Patients may present with color vision defects, or dyschromatopsia, that are either static or progressive. Static dyschromatopsia is usually, although not always, congenital. Whereas congenital color vision defects are stationary and usually affect both eyes equally, acquired color vision defects may be progressive and/or uniocular. This chapter describes the nonprogressive forms of color vision loss. For further discussion of optic neuropathies that may lead to acquired forms of vision loss, please refer to BCSC Section 5, Neuro-Ophthalmology.
Congenital Color Deficiency
Congenital color vision defects are traditionally classified by an individual’s performance on color-matching tests. A person with normal color vision (trichromatism, or trichromacy) can match any colored light by varying a mixture of 3 different-colored lights, or primary colors (eg, a long-wavelength red, middle-wavelength green, and short-wavelength blue light).
Individuals with anomalous trichromatism make up the largest group of color-deficient persons; they include approximately 5%–6% of males. These individuals can also use 3 primary colors to match a given color; however, because 1 of their cone photopigments has an abnormal absorption spectrum, they use different proportions of colors than those used by persons with normal color vision. Anomalous trichromacy ranges in severity. Some individuals have only a mild abnormality and may, for example, fail some of the subtle Ishihara test plates but have no trouble naming colors or passing the less-sensitive screening tests such as the Farnsworth Panel D-15 hue test (see Chapter 3 in this volume). Others have poor color discrimination and may appear to have dichromacy on some of the color vision tests.
Hereditary congenital color vision defects are most frequently X-linked-recessive, red-green abnormalities; they affect 5%–8% of males and 0.5% of females.

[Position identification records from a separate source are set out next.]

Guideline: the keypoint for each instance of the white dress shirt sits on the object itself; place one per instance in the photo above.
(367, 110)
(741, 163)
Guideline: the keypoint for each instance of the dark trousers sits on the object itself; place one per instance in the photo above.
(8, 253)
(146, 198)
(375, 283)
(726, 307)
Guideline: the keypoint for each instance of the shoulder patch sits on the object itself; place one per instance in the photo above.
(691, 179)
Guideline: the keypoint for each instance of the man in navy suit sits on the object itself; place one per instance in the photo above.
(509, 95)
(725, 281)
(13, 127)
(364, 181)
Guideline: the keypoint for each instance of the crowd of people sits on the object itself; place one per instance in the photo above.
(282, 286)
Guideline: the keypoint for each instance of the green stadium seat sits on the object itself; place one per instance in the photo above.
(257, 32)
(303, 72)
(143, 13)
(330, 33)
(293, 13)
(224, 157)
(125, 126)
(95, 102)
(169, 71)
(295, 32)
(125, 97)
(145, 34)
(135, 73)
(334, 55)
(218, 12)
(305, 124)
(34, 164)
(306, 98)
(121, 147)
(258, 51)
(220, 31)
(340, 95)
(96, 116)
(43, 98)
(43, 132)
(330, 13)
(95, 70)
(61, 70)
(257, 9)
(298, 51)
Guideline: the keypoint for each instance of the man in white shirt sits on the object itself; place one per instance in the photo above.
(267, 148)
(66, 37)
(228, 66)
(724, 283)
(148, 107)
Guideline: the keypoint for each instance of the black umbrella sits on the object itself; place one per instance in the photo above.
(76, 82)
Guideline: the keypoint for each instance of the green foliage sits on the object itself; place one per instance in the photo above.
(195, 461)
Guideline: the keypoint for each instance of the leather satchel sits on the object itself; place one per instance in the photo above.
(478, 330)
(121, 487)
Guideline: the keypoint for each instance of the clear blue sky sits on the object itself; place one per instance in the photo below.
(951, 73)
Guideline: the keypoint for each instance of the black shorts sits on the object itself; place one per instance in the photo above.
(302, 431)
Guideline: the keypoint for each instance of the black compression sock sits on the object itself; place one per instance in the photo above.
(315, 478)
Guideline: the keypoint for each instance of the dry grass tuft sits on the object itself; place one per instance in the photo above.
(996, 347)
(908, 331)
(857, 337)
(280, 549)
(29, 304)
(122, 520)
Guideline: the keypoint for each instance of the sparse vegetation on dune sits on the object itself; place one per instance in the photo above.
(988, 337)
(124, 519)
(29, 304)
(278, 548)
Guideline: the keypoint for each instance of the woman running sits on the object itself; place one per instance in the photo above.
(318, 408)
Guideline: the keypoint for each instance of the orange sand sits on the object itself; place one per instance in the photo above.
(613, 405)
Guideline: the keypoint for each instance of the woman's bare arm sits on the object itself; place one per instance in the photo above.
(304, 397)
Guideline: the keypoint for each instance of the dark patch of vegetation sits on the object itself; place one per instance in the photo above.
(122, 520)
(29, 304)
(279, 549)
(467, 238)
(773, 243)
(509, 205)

Acquired defects are more frequently of the blue-yellow, or tritan, variety and affect males and females equally. Table 12-1 shows the traditional classification of color vision deficits based on color-matching test results.
Table 12-1 Classification and Male-Population Incidence of Color Vision Defects
Individuals who need only 2 primary colors to make a color match have dichromacy. It is assumed that such individuals lack 1 of the cone photopigments. Approximately 2% of males have dichromacy.
An absence of color discrimination, or achromatopsia, means that any spectral color can be matched with any other solely by intensity adjustments. The congenital achromatopsias are disorders of photoreceptor function. Essentially, there are 2 forms of achromatopsia: (1) rod monochromatism, and (2) S-cone monochromatism (blue-cone monochromatism). Both disorders typically present with congenital nystagmus, poor visual acuity, and photophobia. Electroretinography (ERG) testing helps differentiate achromatopsia from congenital motor nystagmus or ocular albinism, both of which are associated with normal cone ERGs (see Chapter 3, Fig 3-2).
Rod monochromatism (complete achromatopsia) is the most severe form; affected individuals have normal rod function but no detectable cone function and see the world in shades of gray. Patients may have full to partial expression of the disorder, with visual acuity ranging from 20/80 to 20/200. Nystagmus is usually present in childhood and may improve with age. Characteristically, the ERG pattern in patients with rod monochromatism shows an absence of cone-derived responses and normal rod responses. Dark adaptometry shows no cone plateau and no cone–rod break. The disorder exhibits autosomal-recessive inheritance.
In S-cone (or blue-cone) monochromatism, the function of rods and S cones is normal, but L- and M-cone function is absent. The condition is usually X-linked and can be difficult to distinguish clinically from rod monochromatism in the absence of a family history or results from specialized color or ERG testing. Individuals with S-cone monochromatism exhibit preserved S-cone ERG responses, severely reduced cone flicker ERGs, and normal rod ERGs. These individuals typically have a visual acuity of approximately 20/80, which is better than the visual acuity found in individuals with typical rod monochromatism.
Dingcai C. Color vision and night vision. In: Schachat AP, Wilkinson CP, Hinton DR, Sadda SR, Wiedemann P, eds. Ryan’s Retina. Vol 1. 6th ed. Philadelphia: Elsevier/Saunders; 2018: 325–339.
Wu DM, Amani AF. Abnormalities of cone and rod function. In: Schachat AP, Wilkinson CP, Hinton DR, Sadda SR, Wiedemann P, eds. Ryan’s Retina. Vol 2. 6th ed. Philadelphia: Elsevier/Saunders; 2018:1006–1017.